Fribourg: Le diocèse s’apprête à vivre son 2e forum, le 30 septembre à Renens

Apic interview

Le prochain chantier pourrait être celui de la catéchèse

Bernard Bovigny, Agence Apic

Fribourg, 20 septembre 2006 (Apic) Le diocèse de Lausanne, Genève et Fribourg sort d’une période marquée par les regroupements de ses paroisses en 52 unités pastorales. Cette transformation se déroule sans grandes difficultés, grâce à la bonne volonté des catholiques, affirme Mgr Bernard Genoud. Pour l’évêque du diocèse, le prochain grand chantier pourrait être celui de la catéchèse.

Le 30 septembre, le diocèse qui englobe les cantons de Vaud, Genève, Fribourg et Neuchâtel vivra son 2e Forum après celui d’octobre 2003 à Genève, qui avait marqué le lancement des restructurations en unités pastorales. A Renens, les participants pourront entre autres entamer une réflexion sur les Missions linguistiques, sur les «éloignés de l’Eglise», décrypter les changements sociaux actuels ou encore évaluer la mise en place des unités et des équipes pastorales. A un peu plus d’une semaine de cette rencontre, Mgr Genoud fait le point avec l’Apic sur les chantiers actuels et futurs du diocèse.

Apic: Quels échos recevez-vous des paroisses de ce diocèse à la suite de leur regroupement en 52 unités pastorales?

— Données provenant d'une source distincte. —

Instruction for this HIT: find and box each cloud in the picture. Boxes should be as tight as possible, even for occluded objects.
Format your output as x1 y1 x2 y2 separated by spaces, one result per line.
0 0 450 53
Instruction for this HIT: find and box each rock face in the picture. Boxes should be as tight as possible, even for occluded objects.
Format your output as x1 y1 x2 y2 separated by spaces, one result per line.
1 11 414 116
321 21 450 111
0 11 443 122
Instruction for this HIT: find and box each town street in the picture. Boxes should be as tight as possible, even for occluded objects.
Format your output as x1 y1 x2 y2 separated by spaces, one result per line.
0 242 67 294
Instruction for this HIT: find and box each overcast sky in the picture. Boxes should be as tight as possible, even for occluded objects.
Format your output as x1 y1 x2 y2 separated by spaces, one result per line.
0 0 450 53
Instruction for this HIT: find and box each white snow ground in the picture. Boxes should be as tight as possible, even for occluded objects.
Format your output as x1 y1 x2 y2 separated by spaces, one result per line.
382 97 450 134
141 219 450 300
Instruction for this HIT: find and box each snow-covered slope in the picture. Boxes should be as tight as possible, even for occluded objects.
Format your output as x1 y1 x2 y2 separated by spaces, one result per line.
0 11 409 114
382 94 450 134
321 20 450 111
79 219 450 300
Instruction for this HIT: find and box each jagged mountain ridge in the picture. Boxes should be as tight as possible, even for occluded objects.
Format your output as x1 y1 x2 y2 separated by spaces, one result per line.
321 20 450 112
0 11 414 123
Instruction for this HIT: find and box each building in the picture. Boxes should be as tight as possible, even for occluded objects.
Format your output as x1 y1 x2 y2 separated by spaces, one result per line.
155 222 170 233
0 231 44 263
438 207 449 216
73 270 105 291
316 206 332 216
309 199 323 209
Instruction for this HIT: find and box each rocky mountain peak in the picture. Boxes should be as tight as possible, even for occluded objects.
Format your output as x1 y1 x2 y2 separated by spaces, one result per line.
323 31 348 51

Mgr Genoud: Je reçois toutes sortes de réactions, parfois enthousiastes et parfois marquées par une certaine peur. Des catholiques se demandent par exemple comment leur paroisse va tourner, avec moins de prêtres. Viennent également des questions de partage financier. Il n’y a plus «un curé sur une paroisse» et cela fait parfois souci. C’est tout à fait normal que des réactions très diverses nous parviennent. L’important est de ne pas rester retranché dans une attitude, mais de prendre de la hauteur.

Apic: Vous ne rencontrez pas de résistance ou de bras de fer?

Mgr Genoud: Non, il n’y a pas «d’irréductibles Gaulois». Nous avons affaire à des gens de bonne volonté et qui font confiance. Nous nous rendons parfois compte que tout n’a pas été pris en compte dans un projet de rassemblement de paroisses et procédons à des réajustements.

Apic: Et comment se passe la nécessaire collaboration entre prêtres et laïcs pour mener à bien cette planification?

Mgr Genoud: Nous avons rencontré une bonne volonté des deux côtés. Il est vrai qu’après des siècles durant lesquels l’Eglise a fonctionné autrement, des ajustements ont dû s’effectuer. Si des difficultés sont apparues ci et là, cela démontre que l’on prend ce projet à coeur.

Apic: J’imagine que des prêtres ont eu l’impression de perdre une partie de leur pouvoir .

Mgr Genoud: Oui, et certains se sont demandés: Sommes-nous encore fidèles à notre vocation de prêtre? J’ai dû les rassurer et leur dire que oui, ils sont vraiment fidèles à leur vocation.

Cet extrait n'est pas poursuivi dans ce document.